Last week, Israel's Rafael Systems announced that the Iron Beam directed energy system will be deployed this year as an additional tool to combat missiles, rockets and drones aimed at Israel. It will truly be a game changer in countering threats from short range missiles.
National Defense adds details about the system that do not seem to have been previously reported.
Rafael chairman Yuval Steinitz said Iron Beam is a groundbreaking technological achievement, solving a challenge that had long hindered laser weapon development—atmospheric dispersion. Traditional high-energy lasers lose effectiveness as air density scatters their beams, but Iron Beam overcomes this by firing hundreds of small, coin-sized beams instead of a single large one. While individually weak, these beams collectively focus on a target, using a telescopic feedback system to lock onto a vulnerable spot and continuously increase energy until the target is disabled. Integrated with Iron Dome’s advanced algorithms, this system ensures precise targeting at the speed of light. Already tested at ranges of tens of kilometers, Iron Beam is expected to improve further, offering a highly effective defense against missiles and drones.
I haven't seen anyone discuss this, but why not use a similar system to defend against ground-based threats?
If Iron Beam can be programmed to identify and hit missiles flying at 5,000 kilometers an hour, it should be relatively simple to adapt it to stop any Hamas or Hezbollah attempts to infiltrate Israel above ground. Tracking, hitting and disabling people or SUVs is much easier than for a rocket - they are moving far slower. Also, the amount of energy needed to disable people or Jeeps would be much less, which should make it possible to stop threats from longer distances than the 10 or so kilometer range of Iron Beam for rockets. The systems would just need to be deployed on an elevated platform to be able to destroy threats from kilometers away at the speed of light.

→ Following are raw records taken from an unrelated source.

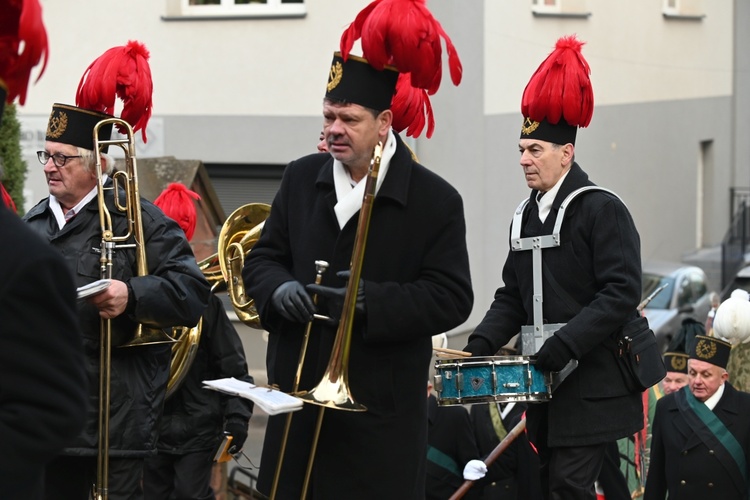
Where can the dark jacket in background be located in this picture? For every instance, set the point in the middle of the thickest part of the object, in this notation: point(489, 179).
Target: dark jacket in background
point(449, 431)
point(173, 293)
point(515, 473)
point(682, 465)
point(43, 383)
point(193, 418)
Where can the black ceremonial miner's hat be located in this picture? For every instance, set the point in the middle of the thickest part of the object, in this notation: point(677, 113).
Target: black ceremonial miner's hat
point(711, 350)
point(122, 71)
point(676, 362)
point(355, 81)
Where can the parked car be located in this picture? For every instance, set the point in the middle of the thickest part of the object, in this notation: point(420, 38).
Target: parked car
point(686, 295)
point(740, 280)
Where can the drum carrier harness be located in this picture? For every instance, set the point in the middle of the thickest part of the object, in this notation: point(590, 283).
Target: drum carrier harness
point(533, 336)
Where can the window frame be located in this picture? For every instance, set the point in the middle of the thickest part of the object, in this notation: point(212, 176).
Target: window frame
point(228, 9)
point(541, 7)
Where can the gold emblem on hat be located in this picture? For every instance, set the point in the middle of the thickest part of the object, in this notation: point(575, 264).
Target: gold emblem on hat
point(529, 126)
point(334, 77)
point(705, 349)
point(57, 125)
point(678, 363)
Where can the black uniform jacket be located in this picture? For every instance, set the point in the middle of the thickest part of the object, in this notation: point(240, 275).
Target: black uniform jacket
point(682, 465)
point(417, 284)
point(194, 417)
point(42, 378)
point(515, 473)
point(450, 432)
point(173, 293)
point(599, 265)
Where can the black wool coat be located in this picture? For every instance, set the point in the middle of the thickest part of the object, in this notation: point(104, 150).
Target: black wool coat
point(173, 293)
point(599, 265)
point(42, 378)
point(193, 417)
point(417, 284)
point(449, 431)
point(682, 465)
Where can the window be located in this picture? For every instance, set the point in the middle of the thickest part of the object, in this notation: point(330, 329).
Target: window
point(560, 8)
point(177, 9)
point(546, 6)
point(683, 9)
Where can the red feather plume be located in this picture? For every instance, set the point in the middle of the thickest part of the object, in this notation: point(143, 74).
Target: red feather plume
point(404, 34)
point(6, 199)
point(176, 201)
point(411, 108)
point(122, 72)
point(561, 87)
point(23, 43)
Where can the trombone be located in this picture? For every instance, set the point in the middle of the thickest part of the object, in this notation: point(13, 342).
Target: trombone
point(333, 390)
point(143, 335)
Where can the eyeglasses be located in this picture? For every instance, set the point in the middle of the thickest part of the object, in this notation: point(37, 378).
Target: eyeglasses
point(58, 159)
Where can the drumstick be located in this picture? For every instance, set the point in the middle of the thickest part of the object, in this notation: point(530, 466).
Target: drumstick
point(499, 449)
point(454, 352)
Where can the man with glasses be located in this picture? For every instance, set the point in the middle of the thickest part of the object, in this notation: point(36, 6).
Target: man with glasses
point(173, 292)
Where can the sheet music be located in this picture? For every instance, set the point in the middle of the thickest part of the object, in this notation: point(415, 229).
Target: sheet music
point(270, 400)
point(97, 286)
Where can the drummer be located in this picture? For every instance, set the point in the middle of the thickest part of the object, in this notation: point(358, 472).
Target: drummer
point(591, 286)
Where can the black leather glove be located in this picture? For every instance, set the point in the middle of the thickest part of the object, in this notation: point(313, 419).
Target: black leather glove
point(293, 302)
point(478, 347)
point(335, 296)
point(554, 355)
point(238, 431)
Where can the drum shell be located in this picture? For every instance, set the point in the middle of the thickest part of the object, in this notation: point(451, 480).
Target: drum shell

The potential uses for a directed energy system don't end at Hamas or Hezbollah Radwan forces style attacks. Iron Beam can be used to disable - and potentially destroy - tanks as well.
Tanks have weak spots. Their optics and sensor systems can be targeted to blind the crew's ability to see where they are going. The tracks could be hit to immobilize the tank. And if the tank's rear is exposed, the ammunition and fuel tanks there are usually lightly protected and a hit can explode it and destroy the tank altogether.
A beam moves at the speed of light and is far more accurate than any projectile could possibly be, so even the smallest weak spot of a tank could be aimed at and hit accurately, even in the better protected front. One obvious target would be the gun barrel itself, which is not as well protected as most of the tank, and it just needs to be heated up enough to be deformed, which would make the tank ineffective as a weapon. (In extreme cases, a tank round that is meant to be fired could explode within the warped barrel itself, which could injure or kill the crew.)
Perhaps Iron Beam could also be modified to add the ability to fire at other light frequencies as well, such as microwaves, which could fry electronics systems and disable any modern threat from miles away.
Other issues would need to be addressed, not least that a ground-to-ground Iron Beam itself would be a target for attacks and need to be defended and deployed appropriately. It would need a reliable and permanent power supply. It has weak spots, too. But I see no reason directed energy weapons cannot be adapted, in a few years time, to defend Israel's borders more effectively and with lower cost that ever before.